La pensée disloquée

Le passage du texte à l'hypertexte imposera un passage du monde à l'hypermonde !

Les choix des électeurs, lors du vote du Brexit, lors de l’élection du Président ses Etats-Unis, ainsi que le déboulement en tête de François Fillon lors du premier tour des primaires de la Droite ont constitué des surprises fortes eût égards aux estimations avisées des instituts de sondages…

L’on pourrait être amené à se poser la question de savoir si ce n’est là le fruit d’une volonté collective camouflée dans quelque interstice de la sociologie humaine que de faire mentir les sondeurs de Bonne aventure ?
Néanmoins ce n’est pas là le parti qui sera pris dans la suite de cet article, nous exposerons l’idée que la société moderne a dorénavant franchi un Rubicon de la pensée qui pour l’heur pourrait expliquer ces votes…

Afin d’explorer notre propos nous poserons que le constat peut être fait qu’il y a un décalage du penser entre les héritiers d’une culture textuelle et les habitants de l’hypertexte. Ce décalage semble d’autant plus marqué que l’on s’adresse aux jeunes qui ne semblent pas être au monde comme nous, les tenants de la tradition écrite.

La culture du texte, suppose un positionnement dans le temps, un positionnement entre un début et une fin, une progression linéaire sans à-coups moyennant l’observance de règles qui organisent le cheminement du lieu. L’inobservance des règles crée une béance dans le sens, voire un contresens dans le cheminement du discours et cela se traduit tout de suite par une faute. L’ensemble des règles décrivant un parcours sensé d’un texte est la grammaire de celui-ci. C’est ainsi que Georges Steiner a pu dire de la grammaire que c’était « l’organisation articulée de la perception, de la réflexion et de l’expérience, la structure nerveuse de la conscience lorsqu’elle communique avec elle-même et les autres. [1]». Il n’y a pas de texte sensé sans une grammaire afférente.
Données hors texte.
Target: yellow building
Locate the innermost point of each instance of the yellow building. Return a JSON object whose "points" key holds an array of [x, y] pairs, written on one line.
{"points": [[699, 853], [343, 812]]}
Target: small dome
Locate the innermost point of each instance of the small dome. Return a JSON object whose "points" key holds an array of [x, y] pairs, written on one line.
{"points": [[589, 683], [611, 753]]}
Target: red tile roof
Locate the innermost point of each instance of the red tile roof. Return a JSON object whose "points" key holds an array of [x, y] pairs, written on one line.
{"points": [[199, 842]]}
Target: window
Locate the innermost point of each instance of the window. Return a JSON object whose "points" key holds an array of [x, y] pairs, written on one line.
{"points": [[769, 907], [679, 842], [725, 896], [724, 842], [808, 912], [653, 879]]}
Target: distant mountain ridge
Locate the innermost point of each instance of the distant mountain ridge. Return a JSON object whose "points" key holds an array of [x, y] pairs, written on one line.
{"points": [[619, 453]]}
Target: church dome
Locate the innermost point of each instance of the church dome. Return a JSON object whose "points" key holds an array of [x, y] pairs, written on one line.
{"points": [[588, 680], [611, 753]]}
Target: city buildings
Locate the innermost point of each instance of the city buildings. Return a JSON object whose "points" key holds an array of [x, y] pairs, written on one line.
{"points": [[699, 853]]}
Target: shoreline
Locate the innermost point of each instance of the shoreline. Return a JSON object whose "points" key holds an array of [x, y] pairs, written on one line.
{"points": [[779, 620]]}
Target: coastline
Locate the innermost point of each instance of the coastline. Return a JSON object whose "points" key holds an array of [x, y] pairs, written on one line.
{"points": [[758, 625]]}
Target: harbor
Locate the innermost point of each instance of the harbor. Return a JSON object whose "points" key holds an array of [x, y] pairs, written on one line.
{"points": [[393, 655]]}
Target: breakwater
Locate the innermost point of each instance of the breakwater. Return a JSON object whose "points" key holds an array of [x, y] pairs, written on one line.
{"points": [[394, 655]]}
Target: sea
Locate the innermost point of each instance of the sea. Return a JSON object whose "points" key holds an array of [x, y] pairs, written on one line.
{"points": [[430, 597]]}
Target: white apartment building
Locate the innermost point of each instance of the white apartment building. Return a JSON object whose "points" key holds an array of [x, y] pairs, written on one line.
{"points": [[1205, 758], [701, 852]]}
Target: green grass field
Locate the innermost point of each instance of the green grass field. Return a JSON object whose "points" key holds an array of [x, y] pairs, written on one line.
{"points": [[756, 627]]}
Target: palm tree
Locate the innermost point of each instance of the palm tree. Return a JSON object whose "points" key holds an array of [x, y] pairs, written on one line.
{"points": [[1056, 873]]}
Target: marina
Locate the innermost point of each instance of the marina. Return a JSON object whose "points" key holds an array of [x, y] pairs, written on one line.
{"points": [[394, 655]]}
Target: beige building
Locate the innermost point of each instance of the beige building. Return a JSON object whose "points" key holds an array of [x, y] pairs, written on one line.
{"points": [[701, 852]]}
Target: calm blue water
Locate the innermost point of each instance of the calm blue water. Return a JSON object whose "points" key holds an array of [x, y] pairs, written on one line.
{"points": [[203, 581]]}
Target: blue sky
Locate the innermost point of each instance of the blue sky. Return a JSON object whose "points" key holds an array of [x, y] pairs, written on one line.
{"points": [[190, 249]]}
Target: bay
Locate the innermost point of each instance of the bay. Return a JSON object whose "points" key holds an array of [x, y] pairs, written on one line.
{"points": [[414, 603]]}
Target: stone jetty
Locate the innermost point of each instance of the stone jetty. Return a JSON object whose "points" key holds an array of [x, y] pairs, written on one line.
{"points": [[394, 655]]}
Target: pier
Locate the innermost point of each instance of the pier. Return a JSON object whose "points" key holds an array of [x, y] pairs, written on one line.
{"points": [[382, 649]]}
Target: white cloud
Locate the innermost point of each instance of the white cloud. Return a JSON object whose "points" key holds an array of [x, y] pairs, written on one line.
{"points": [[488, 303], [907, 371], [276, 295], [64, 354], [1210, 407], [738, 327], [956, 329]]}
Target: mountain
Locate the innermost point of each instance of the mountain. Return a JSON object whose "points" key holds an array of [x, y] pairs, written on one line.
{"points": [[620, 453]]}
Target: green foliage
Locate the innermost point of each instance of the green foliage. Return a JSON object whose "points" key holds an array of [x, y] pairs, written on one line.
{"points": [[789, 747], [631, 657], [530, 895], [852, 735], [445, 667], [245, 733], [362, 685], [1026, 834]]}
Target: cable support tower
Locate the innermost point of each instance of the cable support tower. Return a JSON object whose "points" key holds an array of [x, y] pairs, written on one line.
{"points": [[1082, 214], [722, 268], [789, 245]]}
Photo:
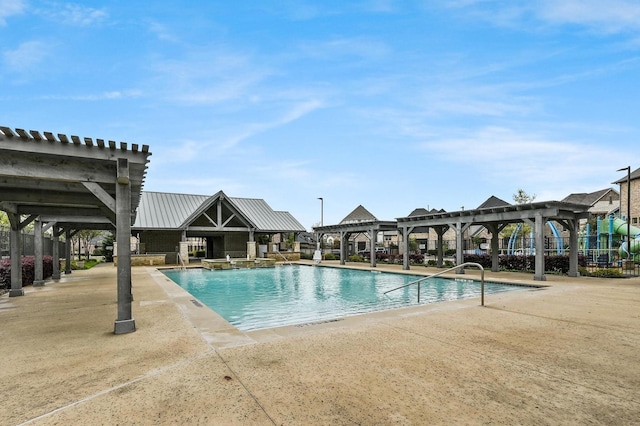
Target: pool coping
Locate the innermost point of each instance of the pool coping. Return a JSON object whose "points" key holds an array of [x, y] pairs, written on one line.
{"points": [[220, 334]]}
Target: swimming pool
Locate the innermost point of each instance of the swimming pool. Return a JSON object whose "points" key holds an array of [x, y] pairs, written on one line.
{"points": [[253, 299]]}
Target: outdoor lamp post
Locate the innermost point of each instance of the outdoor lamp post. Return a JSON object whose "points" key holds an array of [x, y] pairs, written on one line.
{"points": [[628, 169], [321, 218]]}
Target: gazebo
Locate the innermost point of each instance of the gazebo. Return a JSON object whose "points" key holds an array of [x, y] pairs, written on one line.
{"points": [[69, 184]]}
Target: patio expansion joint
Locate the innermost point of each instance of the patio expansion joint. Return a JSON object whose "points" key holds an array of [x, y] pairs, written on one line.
{"points": [[146, 376], [483, 354]]}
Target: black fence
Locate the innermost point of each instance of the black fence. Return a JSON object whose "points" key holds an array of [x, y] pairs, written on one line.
{"points": [[28, 243]]}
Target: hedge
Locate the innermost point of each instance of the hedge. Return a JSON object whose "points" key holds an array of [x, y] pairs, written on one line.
{"points": [[557, 264], [28, 270]]}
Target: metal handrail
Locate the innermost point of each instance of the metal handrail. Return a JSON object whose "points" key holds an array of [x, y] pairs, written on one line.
{"points": [[183, 268], [444, 272], [284, 257]]}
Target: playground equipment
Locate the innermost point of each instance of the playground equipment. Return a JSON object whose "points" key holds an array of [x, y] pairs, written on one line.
{"points": [[513, 240], [619, 227]]}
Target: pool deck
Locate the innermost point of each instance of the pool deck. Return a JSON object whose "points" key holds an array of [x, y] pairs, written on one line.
{"points": [[568, 353]]}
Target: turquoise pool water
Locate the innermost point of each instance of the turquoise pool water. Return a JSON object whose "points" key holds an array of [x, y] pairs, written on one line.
{"points": [[253, 299]]}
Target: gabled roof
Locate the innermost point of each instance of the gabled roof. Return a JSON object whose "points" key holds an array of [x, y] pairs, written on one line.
{"points": [[359, 214], [161, 210], [493, 201], [265, 218], [588, 199], [633, 176]]}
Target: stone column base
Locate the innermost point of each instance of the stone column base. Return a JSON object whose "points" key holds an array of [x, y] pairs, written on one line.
{"points": [[124, 326], [16, 292]]}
Les médias de communication actuels, les réseaux sociaux ainsi que toute la webosphère n’ont pas une grammaire apparente ou du moins on pourrait dire que leurs seules grammaires sont technologiques et infrastructurelles et qu’elles se soustraient ainsi à la perception de leurs utilisateurs…
Dès lors le message transmis semble ne contenir que son sens propre… Encore qu’à l’ère de l’hypertexte nous serions tentés de donner raison au génial Marshall Mac Luhann qui disait que le message était le médium… « Dans une culture comme la nôtre, habituée de longue date à tout fragmenter et à tout diviser pour dominer, il est sans doute surprenant de se faire rappeler qu’en réalité et en pratique, le vrai message c’est le médium lui-même, c’est-à-dire, tout simplement que les effets d’un médium sur l’individu ou sur la société dépendent du changement d’échelle que produit chaque nouvelle technologie, chaque prolongement de nous-même dans notre vie. »
[2]. Cependant nous dirons que le médium formatant le message, formate aussi l’esprit et formate ainsi la pensée de la société…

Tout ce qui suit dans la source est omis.